Learning from BHS: Reforming Defined Benefit Pension Schemes

16 June, 2016
by: Cripps Pemberton Greenish

reitrement signpostThe Work and Pensions Committee is conducting an enquiry into the sustainability of defined benefit pension schemes with a view to future reform.

The issues

Employers who offer traditional defined benefit schemes are committed to paying employees a monthly benefit on retirement based on their earnings, regardless of the investment returns of the pension fund. This obligation continues for the rest of the employee’s life and that of their surviving spouse or civil partner thereafter and is sometimes funded exclusively by employer contributions. With increasing life expectancy and record low returns on capital, the cost of these is often unsustainable.

Of the 6,000 defined benefit schemes in the UK, 5,000 are currently in deficit, with a combined deficit of more than £800 billion. Frank Field MP, Chair of the Work and Pensions Committee, has described this as one of the ‘greatest problems of this age’.

The clearest example of the burden defined benefit schemes place on employers is that of BHS, whose mounting pension scheme deficit, now £571m, played a large part in its sale for £1 last year and consequently its filing for administration in March. Despite demands for previous owner Philip Green to contribute to this, it is expected that the large part of the burden of the scheme will fall on the Pension Protection Fund.

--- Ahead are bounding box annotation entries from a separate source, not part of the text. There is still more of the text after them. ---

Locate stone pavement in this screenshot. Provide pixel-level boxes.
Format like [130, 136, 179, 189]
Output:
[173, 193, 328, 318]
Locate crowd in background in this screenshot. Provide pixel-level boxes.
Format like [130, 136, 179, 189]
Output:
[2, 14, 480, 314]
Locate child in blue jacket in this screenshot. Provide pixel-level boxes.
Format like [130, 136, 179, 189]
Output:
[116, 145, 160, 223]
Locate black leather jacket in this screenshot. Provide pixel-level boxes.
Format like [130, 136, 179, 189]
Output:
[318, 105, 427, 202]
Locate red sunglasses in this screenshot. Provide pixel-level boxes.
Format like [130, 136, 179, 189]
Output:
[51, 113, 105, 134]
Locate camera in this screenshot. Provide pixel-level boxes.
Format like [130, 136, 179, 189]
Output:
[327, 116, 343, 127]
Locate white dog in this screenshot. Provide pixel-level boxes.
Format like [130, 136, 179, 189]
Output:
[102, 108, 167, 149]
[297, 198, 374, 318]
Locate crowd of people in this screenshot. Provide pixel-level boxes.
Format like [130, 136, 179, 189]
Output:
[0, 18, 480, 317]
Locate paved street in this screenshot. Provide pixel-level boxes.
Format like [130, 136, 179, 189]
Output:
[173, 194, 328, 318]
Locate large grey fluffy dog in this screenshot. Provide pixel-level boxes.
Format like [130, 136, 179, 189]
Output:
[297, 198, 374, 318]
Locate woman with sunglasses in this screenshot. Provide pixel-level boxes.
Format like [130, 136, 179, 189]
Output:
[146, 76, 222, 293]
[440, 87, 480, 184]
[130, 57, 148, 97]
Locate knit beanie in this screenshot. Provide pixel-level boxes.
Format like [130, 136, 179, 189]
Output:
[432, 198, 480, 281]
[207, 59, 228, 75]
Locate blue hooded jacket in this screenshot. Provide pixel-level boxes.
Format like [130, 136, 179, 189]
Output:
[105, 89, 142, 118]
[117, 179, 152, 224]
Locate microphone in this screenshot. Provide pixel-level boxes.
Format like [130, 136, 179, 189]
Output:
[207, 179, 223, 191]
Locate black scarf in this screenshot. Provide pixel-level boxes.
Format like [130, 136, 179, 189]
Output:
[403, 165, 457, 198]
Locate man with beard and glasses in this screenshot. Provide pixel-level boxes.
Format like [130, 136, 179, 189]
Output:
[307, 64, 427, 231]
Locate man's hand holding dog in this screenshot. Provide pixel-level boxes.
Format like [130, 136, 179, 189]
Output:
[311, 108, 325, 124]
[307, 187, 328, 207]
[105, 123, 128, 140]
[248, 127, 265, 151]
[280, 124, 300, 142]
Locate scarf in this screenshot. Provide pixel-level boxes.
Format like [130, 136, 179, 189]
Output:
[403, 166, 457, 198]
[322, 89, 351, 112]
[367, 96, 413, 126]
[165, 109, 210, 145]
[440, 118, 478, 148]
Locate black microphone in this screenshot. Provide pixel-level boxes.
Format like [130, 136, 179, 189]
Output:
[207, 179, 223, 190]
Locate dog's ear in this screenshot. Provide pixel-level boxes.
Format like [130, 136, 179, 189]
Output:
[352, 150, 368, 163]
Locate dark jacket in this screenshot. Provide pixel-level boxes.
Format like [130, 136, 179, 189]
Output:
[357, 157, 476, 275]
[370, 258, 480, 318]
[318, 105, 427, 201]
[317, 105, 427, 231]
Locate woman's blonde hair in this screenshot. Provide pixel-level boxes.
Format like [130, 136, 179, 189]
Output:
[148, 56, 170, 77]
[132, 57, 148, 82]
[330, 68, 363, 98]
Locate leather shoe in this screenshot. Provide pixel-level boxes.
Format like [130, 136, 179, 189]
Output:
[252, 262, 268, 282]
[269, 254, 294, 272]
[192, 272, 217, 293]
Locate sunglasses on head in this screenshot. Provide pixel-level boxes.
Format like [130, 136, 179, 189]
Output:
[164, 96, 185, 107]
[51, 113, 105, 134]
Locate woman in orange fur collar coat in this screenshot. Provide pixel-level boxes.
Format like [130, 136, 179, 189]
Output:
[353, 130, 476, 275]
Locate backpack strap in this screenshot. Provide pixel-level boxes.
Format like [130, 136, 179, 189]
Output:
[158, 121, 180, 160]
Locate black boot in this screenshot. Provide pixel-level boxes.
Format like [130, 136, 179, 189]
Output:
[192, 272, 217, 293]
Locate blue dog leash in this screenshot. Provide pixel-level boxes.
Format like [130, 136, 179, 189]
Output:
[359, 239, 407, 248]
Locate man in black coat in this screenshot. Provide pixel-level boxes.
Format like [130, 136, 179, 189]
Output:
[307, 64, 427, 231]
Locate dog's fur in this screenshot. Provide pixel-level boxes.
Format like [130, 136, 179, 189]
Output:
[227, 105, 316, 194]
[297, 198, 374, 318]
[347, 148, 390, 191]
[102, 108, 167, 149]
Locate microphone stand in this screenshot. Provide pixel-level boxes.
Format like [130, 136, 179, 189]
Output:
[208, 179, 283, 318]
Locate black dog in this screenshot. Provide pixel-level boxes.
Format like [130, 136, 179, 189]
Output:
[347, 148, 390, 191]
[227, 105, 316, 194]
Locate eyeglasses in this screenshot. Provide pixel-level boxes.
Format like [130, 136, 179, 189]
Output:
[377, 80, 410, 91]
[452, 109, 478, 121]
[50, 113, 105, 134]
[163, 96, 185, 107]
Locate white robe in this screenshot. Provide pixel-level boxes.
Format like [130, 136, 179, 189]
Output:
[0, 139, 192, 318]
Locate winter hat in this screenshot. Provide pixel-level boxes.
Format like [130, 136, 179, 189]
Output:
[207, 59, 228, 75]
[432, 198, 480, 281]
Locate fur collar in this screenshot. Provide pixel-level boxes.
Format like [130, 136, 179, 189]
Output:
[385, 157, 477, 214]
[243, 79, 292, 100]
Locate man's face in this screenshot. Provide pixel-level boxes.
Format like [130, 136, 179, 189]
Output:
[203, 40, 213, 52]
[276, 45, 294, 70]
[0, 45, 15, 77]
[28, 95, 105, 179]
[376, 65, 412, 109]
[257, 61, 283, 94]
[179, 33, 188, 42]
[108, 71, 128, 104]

Similar problems are faced by British Steel, whose £485m pension deficit deters buyers and has made it very difficult to sell the business. It seems inevitable that other employers with defined benefit schemes will follow the same path unless these schemes are reformed.

The proposals

The committee will look to put a more sustainable model for pension schemes in place. This may involve reforming both regulation and governance of the defined benefit scheme and potentially the law surrounding pensions, in particular the Pensions Act 2004.

These schemes place a significant burden on employers and the risk to employees and pensioners needs to be reduced. Mr Field has said that the enquiry will consider radical solutions that could be more easily implemented if real returns on capital rise again. We await the Committee’s proposals on reform in due course.